AN API FOR AUTHOR NAME DISAMBIGUATION
Open Access
- Author:
- Dudhbhate, Gauravi Uday
- Graduate Program:
- Computer Science and Engineering
- Degree:
- Master of Science
- Document Type:
- Master Thesis
- Date of Defense:
- June 26, 2017
- Committee Members:
- Dr. Lee Giles, Thesis Advisor/Co-Advisor
- Keywords:
- API
Disambiguation
Author Name Disambiguation
Machine Learning
Web service information extraction
scholarly big data
Web service
information extraction
Web Service
Information Extraction
Random Forest
Clustering - Abstract:
- In digital libraries, there are ambiguities present in an author’s name primarily when one name can have multiple variations, when multiple authors can share the same name and when the ambiguity exists due to incorrect input of data or due to incorrect extraction by automated software. Especially, in digital libraries, when this problem for author name ambiguity is persistent, it can be inconvenient for users.
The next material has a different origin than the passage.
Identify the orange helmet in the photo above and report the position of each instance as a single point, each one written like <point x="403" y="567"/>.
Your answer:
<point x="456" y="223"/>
Authors would then be required to manually sort through the serach result for a scholarly document or an article written by a particular author, in the absence of author name disambiguation techniques. With great amount of research underway for author name disambiguation, where techniques are achieving almost 90-95 percent accuracy in displaying the accurate articles written by a particular author, the querying latency and the return of results, of such algorithms is slow. Further although such algorithms exist there are very few, if any, end-to-end services that provide a web accessible platform to submit a query and obtain the disambiguated articles with simply the click of a button. In this thesis, we propose a hierarchical approach to attain a faster querying latency while maintaining the sameaccuracy of 90-95 percent. We further propose an end-to-end service that provides an API to achieve ease in use of the algorithm and user satisfaction. We show that our hierarchical method outperforms the most accurate random forest approach. Finally, we also provide a comparitive analysis of the query latency and the classification accuracy of the two methods.